Meine Heimat – mein modernes Mecklenburg-Vorpommern

Das Landesheimatprogramm „Meine Heimat – mein modernes Mecklenburg-Vorpommern“ der Landesregierung wurde im April vorgestellt. Das Programm ist für den Zeitraum von 2016 bis 2020 geplant und mit sechs Millionen Euro ausgestattet. Sie sollen in Kindertagesstätten, Grund- und weiterführende Schulen, Universitäten und Kultureinrichtungen fließen.

In Kindertagesstätten sollen niederdeutsche Sprachförderung und Heimatpflege verbindlich in den Bildungskonzeptionen verankert werden.

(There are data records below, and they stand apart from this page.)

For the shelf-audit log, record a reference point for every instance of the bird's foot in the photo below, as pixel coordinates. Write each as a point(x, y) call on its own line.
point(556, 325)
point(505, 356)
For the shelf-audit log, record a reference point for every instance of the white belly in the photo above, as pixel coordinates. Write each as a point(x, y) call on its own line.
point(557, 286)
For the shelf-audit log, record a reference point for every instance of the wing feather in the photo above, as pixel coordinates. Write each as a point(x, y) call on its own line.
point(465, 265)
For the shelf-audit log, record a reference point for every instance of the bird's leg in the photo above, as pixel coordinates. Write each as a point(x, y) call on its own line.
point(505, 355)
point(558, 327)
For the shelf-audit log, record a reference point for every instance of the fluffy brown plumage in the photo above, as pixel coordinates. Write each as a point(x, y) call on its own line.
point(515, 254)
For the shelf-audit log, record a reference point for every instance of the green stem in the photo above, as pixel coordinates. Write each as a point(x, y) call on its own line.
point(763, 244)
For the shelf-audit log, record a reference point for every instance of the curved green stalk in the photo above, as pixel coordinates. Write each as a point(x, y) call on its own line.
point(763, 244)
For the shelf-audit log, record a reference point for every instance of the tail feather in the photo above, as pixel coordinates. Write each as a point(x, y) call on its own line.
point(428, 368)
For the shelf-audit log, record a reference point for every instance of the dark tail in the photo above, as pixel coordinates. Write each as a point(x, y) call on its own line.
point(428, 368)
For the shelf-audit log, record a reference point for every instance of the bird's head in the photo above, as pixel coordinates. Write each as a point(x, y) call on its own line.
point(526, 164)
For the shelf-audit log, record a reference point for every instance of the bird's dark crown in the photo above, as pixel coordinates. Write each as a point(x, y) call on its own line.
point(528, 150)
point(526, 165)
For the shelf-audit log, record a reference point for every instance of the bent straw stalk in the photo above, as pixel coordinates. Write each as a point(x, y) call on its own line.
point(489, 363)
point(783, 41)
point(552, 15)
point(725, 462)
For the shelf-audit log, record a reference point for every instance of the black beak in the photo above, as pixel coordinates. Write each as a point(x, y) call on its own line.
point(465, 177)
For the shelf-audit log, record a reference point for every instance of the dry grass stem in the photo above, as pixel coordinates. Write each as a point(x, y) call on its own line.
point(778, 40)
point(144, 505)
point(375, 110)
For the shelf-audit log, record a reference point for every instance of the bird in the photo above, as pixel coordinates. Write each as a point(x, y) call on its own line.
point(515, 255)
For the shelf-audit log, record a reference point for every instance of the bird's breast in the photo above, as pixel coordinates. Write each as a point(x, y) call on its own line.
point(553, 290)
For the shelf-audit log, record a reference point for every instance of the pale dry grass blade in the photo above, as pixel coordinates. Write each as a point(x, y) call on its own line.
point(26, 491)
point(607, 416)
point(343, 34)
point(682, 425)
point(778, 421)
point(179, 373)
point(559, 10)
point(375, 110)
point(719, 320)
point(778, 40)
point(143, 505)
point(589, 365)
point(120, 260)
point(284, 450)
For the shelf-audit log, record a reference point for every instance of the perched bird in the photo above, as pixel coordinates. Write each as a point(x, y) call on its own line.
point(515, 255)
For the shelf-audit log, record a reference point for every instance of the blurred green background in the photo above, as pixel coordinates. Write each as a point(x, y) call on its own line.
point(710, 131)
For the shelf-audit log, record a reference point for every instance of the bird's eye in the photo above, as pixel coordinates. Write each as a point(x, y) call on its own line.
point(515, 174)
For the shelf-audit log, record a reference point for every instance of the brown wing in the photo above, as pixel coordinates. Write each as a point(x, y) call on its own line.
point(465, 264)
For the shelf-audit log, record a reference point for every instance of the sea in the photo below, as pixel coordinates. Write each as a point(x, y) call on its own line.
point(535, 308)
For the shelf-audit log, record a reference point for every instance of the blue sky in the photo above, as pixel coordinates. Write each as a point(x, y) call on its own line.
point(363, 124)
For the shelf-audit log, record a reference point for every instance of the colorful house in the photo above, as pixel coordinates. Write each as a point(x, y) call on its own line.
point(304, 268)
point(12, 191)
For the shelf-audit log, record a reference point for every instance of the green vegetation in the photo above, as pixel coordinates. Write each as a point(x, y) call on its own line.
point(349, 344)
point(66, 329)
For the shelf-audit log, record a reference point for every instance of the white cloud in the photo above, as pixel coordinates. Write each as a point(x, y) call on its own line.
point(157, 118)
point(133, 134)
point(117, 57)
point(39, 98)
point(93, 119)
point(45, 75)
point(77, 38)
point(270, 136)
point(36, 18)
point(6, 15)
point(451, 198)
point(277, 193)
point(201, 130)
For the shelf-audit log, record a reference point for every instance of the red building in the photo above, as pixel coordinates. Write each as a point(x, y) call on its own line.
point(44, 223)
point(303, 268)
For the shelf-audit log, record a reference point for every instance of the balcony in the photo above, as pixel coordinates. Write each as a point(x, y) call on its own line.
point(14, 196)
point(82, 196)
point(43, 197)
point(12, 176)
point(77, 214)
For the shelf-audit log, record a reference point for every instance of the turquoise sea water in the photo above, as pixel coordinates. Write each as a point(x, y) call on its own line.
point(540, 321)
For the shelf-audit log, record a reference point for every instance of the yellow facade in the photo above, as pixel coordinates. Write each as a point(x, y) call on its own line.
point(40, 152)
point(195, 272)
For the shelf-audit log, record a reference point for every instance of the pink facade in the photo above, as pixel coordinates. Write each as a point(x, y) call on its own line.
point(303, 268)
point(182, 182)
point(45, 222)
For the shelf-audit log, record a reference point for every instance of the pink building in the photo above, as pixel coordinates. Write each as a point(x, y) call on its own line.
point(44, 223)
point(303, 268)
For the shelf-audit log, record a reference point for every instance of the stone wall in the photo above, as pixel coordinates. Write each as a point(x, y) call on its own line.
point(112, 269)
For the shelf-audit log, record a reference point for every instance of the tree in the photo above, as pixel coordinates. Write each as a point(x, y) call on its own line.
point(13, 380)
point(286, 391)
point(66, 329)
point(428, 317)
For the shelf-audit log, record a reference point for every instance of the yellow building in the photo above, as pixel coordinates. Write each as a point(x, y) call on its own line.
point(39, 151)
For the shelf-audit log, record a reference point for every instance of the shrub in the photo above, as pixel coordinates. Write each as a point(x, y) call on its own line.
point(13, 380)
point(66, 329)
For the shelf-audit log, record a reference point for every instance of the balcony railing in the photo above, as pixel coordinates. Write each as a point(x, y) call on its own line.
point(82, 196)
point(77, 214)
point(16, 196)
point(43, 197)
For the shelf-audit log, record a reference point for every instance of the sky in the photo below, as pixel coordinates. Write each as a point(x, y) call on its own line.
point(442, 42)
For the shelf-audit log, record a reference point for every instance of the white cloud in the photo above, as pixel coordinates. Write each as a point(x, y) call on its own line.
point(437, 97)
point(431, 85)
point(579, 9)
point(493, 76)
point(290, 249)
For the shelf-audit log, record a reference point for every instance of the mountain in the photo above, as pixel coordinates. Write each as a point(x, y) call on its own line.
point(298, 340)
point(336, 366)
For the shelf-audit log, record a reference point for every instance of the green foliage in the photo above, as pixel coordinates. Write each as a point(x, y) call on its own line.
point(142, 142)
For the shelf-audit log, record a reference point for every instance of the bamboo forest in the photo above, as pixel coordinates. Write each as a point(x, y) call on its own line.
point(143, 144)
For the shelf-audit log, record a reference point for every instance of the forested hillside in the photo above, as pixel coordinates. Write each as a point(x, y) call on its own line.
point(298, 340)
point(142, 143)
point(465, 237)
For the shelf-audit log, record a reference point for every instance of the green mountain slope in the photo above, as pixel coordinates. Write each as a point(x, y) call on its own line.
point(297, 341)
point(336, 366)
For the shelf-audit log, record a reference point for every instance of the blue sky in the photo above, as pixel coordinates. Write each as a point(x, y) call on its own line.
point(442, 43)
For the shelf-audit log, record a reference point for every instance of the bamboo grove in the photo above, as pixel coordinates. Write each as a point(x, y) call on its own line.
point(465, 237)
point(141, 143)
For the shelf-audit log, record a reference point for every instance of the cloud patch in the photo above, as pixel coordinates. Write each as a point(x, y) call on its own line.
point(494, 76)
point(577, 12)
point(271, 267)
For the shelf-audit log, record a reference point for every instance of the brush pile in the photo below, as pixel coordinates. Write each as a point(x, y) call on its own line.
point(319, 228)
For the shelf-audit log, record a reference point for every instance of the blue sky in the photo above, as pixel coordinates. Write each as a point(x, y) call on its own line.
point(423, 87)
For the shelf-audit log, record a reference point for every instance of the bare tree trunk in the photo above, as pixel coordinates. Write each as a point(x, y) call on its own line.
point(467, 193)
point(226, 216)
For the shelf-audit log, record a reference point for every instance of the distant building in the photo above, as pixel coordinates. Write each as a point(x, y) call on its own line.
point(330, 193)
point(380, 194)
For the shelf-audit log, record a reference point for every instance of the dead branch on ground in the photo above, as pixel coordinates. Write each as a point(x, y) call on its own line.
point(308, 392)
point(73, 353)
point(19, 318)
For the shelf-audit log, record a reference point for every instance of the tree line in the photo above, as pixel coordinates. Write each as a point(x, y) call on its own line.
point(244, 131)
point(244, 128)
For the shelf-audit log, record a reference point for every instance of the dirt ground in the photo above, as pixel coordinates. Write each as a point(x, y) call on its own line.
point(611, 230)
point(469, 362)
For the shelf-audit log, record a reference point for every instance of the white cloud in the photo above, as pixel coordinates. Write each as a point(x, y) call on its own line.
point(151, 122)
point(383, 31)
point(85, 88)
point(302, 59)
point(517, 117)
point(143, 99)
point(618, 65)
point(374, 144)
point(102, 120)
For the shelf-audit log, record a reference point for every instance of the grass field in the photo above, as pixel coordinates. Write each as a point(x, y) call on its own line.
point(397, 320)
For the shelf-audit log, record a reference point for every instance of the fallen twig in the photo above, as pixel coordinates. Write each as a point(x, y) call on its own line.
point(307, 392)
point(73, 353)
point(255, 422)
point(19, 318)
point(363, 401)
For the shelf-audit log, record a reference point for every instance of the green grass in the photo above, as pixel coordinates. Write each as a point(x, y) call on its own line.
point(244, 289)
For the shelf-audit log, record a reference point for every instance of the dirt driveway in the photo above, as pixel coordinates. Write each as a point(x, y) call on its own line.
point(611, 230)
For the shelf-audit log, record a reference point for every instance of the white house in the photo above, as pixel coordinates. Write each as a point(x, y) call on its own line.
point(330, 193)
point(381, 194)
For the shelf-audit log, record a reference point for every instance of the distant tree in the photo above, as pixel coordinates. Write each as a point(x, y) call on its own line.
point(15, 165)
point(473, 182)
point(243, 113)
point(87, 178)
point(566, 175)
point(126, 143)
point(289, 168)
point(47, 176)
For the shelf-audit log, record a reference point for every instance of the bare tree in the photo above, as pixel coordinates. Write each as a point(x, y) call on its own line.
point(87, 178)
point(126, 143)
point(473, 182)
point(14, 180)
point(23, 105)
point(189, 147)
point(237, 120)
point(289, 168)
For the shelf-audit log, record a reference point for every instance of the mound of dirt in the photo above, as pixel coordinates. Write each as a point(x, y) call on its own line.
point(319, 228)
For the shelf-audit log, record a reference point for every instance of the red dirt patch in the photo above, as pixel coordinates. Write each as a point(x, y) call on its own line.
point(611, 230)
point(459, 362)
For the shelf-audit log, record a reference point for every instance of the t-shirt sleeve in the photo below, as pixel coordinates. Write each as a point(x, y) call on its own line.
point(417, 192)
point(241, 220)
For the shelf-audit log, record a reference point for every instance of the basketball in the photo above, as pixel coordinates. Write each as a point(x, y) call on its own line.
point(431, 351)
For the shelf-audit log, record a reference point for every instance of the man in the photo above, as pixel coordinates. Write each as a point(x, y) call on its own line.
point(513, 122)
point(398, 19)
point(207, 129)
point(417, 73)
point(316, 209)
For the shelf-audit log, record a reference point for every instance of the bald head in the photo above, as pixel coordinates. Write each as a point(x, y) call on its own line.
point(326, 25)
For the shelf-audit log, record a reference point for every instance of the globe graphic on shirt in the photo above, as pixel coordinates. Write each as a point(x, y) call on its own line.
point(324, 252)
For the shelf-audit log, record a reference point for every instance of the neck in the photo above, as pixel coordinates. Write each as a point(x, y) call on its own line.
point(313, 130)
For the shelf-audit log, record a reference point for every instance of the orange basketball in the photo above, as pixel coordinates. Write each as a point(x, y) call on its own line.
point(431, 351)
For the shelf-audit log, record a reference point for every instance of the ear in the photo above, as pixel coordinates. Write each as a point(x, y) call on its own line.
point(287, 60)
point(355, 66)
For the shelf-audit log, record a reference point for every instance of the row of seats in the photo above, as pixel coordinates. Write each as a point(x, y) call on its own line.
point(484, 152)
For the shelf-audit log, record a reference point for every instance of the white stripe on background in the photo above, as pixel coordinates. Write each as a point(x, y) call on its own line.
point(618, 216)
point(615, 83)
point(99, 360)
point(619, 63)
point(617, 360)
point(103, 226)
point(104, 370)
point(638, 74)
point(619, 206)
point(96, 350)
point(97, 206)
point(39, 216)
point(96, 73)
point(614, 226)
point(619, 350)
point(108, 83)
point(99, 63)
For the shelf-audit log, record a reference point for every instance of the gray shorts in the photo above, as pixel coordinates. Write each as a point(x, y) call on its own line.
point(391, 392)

Dafür wird unter anderem jede

Einrichtung mit einer sogenannten

Heimatkiste ausgestattet.

An Grundschulen sollen mehr

Themen mit Bezug zur Regional-

und Landesgeschichte und zum Brauchtum der Region behandelt

werden. Außerdem werden regionale und internationale Tänze in den

Sportunterricht integriert.

An weiterführenden Schulen soll

Niederdeutsch ab der 7. Klasse

anstelle einer zweiten Fremdsprache angeboten werden. An vier noch

nicht feststehenden Gymnasien oder Gesamtschulen im Land bekommen Schüler die Möglichkeit, ein

niederdeutsches Abitur abzulegen.

An der Universität Greifswald

wird ein „Kompetenzzentrum für

die Didaktik des Niederdeutschen“

aufgebaut, um Lehrer auf die neuen Inhalte vorzubereiten. An der Rostocker Universität soll geprüft werden, ob ein Beifach Niederdeutsch im Lehramtsstudium eingerichtet werden kann.